Information technology is only a means to an end which is the use of knowledge to make and implement commercial decisions. Efficient organizations require established systems to enable them to make the best possible decisions in the situations they are likely to meet. These two manufacturers were chosen because they already have an established name and a good reputation it must protect. This gives an assurance that they offer the best kind of product and service. They cannot afford to have a negative image to their clients.  A key difference between IBM and its competitors persisted right into the computer age.
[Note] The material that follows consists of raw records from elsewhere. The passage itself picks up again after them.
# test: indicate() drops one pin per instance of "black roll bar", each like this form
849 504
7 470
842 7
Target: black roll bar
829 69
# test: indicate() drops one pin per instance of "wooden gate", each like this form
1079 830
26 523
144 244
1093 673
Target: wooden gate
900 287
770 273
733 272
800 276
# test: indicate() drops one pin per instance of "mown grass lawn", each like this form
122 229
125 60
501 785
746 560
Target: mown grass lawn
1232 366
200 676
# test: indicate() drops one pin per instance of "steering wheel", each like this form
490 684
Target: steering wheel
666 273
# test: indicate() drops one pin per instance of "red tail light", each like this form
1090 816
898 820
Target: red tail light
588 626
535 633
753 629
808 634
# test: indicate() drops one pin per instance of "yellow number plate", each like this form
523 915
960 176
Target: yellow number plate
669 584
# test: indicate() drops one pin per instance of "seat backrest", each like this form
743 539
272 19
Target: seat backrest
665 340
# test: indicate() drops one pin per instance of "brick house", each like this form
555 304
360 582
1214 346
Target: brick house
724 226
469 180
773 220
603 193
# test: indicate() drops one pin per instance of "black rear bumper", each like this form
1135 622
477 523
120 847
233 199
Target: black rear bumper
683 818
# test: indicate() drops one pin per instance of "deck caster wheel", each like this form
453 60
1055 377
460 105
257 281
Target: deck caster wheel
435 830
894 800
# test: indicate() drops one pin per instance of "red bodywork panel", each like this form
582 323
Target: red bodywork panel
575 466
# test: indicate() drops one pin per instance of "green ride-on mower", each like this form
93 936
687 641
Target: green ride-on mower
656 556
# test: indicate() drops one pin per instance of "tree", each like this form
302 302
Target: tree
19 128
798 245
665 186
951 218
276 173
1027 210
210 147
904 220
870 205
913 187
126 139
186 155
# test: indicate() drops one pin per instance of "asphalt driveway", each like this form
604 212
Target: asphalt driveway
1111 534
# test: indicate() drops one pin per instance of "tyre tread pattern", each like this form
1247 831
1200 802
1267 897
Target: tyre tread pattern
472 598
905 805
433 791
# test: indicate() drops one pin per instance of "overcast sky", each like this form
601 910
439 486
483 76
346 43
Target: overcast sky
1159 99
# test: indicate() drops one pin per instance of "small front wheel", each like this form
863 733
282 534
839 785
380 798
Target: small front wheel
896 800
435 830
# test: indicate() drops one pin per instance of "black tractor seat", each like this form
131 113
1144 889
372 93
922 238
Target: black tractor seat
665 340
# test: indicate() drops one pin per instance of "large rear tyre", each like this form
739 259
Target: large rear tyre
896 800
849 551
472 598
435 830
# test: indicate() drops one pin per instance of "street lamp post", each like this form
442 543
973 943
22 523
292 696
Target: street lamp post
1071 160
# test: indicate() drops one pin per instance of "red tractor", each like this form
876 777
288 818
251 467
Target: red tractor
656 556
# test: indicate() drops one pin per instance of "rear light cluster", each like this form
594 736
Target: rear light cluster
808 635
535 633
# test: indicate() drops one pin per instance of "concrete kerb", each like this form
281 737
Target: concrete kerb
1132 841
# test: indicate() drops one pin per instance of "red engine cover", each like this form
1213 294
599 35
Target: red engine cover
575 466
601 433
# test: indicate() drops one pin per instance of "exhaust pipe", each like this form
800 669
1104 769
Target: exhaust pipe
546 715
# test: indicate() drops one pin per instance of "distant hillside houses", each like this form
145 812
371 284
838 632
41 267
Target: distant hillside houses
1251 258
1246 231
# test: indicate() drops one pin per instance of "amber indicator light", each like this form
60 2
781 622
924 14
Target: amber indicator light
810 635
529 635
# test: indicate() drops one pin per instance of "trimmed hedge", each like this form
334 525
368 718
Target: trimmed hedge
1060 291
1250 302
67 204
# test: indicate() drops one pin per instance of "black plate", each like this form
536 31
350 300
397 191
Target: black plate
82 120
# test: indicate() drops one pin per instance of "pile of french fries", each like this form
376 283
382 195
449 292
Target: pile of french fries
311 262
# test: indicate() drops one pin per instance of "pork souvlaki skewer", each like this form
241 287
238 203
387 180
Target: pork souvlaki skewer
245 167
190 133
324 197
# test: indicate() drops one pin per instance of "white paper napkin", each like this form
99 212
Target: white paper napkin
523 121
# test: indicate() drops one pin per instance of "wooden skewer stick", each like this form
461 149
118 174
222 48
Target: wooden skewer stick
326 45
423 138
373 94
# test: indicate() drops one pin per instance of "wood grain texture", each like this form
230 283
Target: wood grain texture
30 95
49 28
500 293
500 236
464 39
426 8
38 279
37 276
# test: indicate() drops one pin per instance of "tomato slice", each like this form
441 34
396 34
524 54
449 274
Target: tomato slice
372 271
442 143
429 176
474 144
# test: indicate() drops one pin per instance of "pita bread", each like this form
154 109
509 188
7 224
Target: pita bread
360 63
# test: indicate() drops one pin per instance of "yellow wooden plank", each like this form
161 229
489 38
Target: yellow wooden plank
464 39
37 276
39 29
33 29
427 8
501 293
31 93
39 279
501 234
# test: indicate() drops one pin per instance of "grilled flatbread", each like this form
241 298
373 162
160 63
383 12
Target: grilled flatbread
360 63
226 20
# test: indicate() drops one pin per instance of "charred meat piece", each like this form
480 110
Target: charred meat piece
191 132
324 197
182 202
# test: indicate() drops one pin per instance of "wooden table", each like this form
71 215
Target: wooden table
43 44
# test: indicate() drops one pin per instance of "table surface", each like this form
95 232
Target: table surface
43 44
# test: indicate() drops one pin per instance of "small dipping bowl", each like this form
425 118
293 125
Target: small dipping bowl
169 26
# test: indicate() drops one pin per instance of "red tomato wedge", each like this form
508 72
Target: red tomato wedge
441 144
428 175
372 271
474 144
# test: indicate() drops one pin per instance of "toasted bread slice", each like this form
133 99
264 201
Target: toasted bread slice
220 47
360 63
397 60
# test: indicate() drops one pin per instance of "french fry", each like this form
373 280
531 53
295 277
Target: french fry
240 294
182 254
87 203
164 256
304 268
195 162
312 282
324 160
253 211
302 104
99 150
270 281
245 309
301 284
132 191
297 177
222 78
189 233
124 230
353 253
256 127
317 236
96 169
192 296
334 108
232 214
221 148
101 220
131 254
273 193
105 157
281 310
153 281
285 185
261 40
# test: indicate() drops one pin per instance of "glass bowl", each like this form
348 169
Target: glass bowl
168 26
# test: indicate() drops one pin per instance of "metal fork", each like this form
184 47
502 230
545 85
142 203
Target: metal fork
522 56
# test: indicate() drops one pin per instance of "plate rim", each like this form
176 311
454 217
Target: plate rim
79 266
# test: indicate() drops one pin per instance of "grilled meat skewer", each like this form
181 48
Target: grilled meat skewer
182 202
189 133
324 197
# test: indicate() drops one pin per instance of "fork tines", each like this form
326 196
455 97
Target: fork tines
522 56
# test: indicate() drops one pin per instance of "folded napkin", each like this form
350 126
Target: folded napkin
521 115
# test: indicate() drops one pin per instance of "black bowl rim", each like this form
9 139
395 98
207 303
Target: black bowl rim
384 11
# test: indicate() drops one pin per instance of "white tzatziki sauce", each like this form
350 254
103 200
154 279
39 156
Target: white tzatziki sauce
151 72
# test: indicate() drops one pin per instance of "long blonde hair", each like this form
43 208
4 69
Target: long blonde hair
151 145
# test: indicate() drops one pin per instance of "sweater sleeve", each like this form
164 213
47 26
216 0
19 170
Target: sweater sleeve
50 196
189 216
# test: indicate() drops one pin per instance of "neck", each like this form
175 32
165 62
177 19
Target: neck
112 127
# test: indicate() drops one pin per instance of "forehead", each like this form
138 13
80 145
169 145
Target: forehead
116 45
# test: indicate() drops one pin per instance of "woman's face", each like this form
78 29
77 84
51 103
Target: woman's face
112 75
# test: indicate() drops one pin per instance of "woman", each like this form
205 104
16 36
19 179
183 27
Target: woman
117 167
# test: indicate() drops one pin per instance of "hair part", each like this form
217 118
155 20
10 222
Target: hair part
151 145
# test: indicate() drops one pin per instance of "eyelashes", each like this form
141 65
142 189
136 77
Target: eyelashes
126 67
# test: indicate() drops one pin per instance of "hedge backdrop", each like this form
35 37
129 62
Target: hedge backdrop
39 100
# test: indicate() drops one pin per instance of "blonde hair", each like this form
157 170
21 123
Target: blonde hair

Thus, when a company used equipment from one of IBM's office machine competitors, it was all too likely to acquire a problem rather than a solution. One of the best products of Dell is its hard drive. Another product that Dell creates well is its monitor.

 

On the other hand IBM’s best product is its processors. Another product that IBM creates well is also its monitors. The software that IBM creates well is the rational functional tester v6.1 that gives simplification of product testing without sacrificing the versatility of project teams. Software that IBM creates well is the Workplace services express v2.6. This software offers portal collaboration and solutions development platform that is best for a business enterprise.  In creating a computer system a thing given attention is the cost that will be incurred in creating a computer system. Among the two the best choice is IBM.IBM has already had an established name and its products cost lesser than Dell. IBM also has been in industry for a longer time thus it already has different techniques in manufacturing products that is different against techniques used by dell.